The blood is flaming in his veins. The words, they sprung out of him, out of the deepest part of him, they left him gasping for air. Amidst his hectic speech, Matthew got so caught up he forgot all his surroundings, including Ingrid. She is shaking violently, her mouth half opened on silenced screams that fear to come to existence. Instead, they cause a hurricane within her heart. She collapses on the bed, and around the bed, everything collapses. Including Matthew.
“Listen,” he wrenches her in his arms, “You have to run away. Don’t get married, or just don’t have children. It’s not you they are after, it’ your child, and if he never comes to be, nobody will be sent after I go to kill you.”

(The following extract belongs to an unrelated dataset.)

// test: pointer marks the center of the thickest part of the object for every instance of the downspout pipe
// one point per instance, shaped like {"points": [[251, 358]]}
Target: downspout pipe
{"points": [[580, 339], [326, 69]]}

“And what for?” she pushes the streams of tears out of her eyes. With one arm, she frees herself from his tight grip. Her head is so heavy she swoons and he supports her. “Tell me one good reason for me to live. I went on so far, holding on the hope of better times. Butـــ” the tears thwart her, “it’s all so ugly.” She again tumbles down and sinks in her sobs.
“Ingrid,” his lips brush hers, “you are an angel. Everything about you is beautiful and I am so ugly I can’t look at myself in the mirror anymore. They will kill me when I get back, you know that? Make me die knowing I’ve done it for a good reason.”
“No. I can’t. What is better, to live suffering, or to die so that you no longer have to suffer?” He has nothing to say. Instead, he lets a lifetime of sorrow melt away in violent sobs.
The next morning, Ingrid wakes up to a day where Matthew no longer has an existence. The air burns with his scent, and in her womb, last night, he caused the life that will bring them both to death to start beating.